Published on October 24, 2013 by bugs01

I have been married for 22 years with 4 children.My husband has always been unkind. last October I lost my jog due to layoffs, my oldest son who is autistic was physically abusive , then a month later my husband became physically abusive too which resulted in a concussion and a false report which he filed to obtain a restraining order removing me from my home for 12 days. He attended court and dropped all charges but then when I came home he continued to be manipulative and verbally abusive until I told him that I had documented the injuries with my health care provider, prior to that he had repeatedly said that "it never happened". At some point we decided to work on our relationship which he seems to have embraced wholeheartedly. He went to some counselling sessions and decided that his 22 years of anger stemmed from the fact that I had dated a man once while we were separated with the intention of divorcing until I found that I was pregnant, at which time he was elated and wanted to have our son and reconcile, this was when the psychological abuse began and persisted until it became physical.Now he is dressing to impress, dyeing his hair and wants to try new and very risque things in the bedroom including partner swapping.He has begun repairing years of neglected household problems, and doesn't lose his temper nearly as often as he used to. BUT something does not feel right. does anyone have any insight?

ANSWERS

Well first thing is that I think that you 2 are still rebuilding and its great that your trying new things but if he was jealous of you dating when you were splitting up just think how he will be swapping that is for a couple that are strong in both love and trust not for couples working on repairing there love unless he is using it to look for someone new for himself

I would encourage you to listen to that inner voice, the one that is telling you something isn't right. It's admirable that he's making an effort to improve things but dying his hair and trying to get you to do new things in the bedroom are things he's doing for himself, not for you. The repairs around the home are nice but he doesn't seem to be repairing the things that matter... your trust in him, the communication between you, the years of hurtful things he's said and done. In our work with women at SAS, we almost always find that the inner voice is very wise one you should listen to.
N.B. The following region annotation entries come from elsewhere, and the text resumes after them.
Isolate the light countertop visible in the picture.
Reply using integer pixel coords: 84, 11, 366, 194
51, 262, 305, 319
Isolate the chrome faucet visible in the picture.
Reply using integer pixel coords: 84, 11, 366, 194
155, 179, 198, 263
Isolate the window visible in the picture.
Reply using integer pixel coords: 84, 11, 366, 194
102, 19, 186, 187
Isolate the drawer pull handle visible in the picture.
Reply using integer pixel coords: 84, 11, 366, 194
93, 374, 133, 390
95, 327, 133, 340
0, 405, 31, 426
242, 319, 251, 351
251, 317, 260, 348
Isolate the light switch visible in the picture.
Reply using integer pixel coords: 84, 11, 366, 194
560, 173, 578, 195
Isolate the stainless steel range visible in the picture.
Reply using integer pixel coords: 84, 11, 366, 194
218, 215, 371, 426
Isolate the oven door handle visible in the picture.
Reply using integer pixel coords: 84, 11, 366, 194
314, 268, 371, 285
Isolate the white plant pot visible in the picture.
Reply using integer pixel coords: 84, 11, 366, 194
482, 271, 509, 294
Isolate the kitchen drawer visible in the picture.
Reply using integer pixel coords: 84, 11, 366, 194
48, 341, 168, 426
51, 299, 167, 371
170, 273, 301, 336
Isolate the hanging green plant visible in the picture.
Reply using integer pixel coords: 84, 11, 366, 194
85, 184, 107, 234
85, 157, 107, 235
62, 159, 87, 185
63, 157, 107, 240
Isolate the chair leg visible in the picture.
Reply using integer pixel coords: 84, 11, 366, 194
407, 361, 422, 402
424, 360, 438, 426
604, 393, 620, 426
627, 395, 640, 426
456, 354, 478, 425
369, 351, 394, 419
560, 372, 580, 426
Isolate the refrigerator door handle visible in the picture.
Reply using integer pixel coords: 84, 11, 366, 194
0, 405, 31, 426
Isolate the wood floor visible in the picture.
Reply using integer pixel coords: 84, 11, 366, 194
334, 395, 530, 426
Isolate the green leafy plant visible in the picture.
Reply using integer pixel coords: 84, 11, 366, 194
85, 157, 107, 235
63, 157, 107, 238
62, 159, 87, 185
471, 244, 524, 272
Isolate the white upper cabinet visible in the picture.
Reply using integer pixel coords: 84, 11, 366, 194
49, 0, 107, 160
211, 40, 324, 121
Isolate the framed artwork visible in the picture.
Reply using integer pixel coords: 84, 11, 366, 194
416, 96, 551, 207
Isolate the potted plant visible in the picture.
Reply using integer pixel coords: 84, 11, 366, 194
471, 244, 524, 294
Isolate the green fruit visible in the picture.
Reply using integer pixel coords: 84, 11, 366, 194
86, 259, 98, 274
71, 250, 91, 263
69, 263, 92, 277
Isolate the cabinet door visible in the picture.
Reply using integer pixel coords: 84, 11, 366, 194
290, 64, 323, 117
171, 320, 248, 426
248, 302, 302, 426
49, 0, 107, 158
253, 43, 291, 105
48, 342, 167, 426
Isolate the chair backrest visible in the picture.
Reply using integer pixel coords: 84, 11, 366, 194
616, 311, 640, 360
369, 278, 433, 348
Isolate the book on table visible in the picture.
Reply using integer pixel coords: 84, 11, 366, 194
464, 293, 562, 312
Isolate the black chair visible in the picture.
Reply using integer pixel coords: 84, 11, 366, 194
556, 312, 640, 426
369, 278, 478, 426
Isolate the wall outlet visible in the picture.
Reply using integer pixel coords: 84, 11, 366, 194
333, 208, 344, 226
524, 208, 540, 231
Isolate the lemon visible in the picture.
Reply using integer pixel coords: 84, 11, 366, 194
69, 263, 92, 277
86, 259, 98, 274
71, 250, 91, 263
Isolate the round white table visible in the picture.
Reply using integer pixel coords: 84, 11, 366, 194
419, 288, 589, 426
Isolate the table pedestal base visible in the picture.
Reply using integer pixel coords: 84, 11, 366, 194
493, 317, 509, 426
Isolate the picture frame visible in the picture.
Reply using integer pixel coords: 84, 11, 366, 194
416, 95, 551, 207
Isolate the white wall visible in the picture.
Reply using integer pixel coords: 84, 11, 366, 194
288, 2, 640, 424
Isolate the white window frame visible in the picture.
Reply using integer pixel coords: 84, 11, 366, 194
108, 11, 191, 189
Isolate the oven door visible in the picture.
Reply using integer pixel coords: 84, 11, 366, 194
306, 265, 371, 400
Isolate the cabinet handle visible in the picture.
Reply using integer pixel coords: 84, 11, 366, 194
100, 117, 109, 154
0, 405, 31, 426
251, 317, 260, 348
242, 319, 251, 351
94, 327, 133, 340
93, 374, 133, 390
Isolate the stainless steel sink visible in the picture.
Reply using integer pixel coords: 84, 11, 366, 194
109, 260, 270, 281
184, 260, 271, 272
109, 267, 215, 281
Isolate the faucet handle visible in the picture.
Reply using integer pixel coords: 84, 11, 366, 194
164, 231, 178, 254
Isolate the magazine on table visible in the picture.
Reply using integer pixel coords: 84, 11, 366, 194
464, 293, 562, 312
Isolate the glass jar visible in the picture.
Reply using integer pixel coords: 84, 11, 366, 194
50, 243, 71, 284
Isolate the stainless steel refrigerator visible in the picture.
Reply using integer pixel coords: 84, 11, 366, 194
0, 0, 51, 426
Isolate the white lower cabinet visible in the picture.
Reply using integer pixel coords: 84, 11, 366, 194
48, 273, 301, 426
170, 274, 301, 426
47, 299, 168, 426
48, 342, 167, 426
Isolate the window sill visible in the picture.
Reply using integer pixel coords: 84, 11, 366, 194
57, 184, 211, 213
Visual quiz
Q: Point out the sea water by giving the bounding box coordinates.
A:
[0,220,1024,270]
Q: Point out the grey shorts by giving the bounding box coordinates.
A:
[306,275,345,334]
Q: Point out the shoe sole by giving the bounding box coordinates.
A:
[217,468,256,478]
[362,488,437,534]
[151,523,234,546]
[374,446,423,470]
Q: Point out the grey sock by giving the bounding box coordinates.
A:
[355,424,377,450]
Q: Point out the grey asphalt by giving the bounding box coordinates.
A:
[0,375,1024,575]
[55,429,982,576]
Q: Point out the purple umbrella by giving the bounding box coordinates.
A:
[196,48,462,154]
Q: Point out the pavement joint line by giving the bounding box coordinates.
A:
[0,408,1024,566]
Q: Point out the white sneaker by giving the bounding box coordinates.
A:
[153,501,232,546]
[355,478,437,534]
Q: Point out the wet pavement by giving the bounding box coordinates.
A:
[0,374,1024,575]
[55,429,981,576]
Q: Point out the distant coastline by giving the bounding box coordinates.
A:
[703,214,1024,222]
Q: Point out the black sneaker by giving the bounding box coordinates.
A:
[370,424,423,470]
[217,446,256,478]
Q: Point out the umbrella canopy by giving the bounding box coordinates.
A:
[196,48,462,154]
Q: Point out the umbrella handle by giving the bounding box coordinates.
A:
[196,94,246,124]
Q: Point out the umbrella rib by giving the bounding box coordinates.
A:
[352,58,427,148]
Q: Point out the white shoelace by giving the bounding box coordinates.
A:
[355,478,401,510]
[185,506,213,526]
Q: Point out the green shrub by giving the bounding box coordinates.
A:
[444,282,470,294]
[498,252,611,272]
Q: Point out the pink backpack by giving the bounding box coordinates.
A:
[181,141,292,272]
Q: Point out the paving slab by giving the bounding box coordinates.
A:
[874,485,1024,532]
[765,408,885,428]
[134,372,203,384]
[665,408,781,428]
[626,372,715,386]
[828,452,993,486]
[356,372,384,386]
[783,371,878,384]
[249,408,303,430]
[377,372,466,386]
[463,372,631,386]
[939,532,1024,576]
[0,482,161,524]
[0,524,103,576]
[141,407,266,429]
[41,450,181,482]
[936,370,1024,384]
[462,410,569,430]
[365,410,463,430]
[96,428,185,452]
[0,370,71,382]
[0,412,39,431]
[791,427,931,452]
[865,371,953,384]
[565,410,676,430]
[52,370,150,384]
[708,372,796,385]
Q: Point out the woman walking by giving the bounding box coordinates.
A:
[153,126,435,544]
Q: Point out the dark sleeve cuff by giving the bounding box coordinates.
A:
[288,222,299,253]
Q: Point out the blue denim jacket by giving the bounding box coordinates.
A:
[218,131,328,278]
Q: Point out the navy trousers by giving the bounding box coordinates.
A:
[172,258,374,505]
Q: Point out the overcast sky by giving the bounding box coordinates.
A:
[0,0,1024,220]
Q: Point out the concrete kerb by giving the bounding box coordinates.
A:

Such a quick shift on his part is a little disconcerting. People usually don't change in this way without some serious motivation...even then it tends to be more gradual. I would try and find out what his motivation is without just coming right out and asking him. Also, partner swapping is a very bad idea...I've never seen this work out for the better. I'm glad he's gone to counseling, but it sounds like some continued counseling and marriage counseling with a different therapist would be of benefit.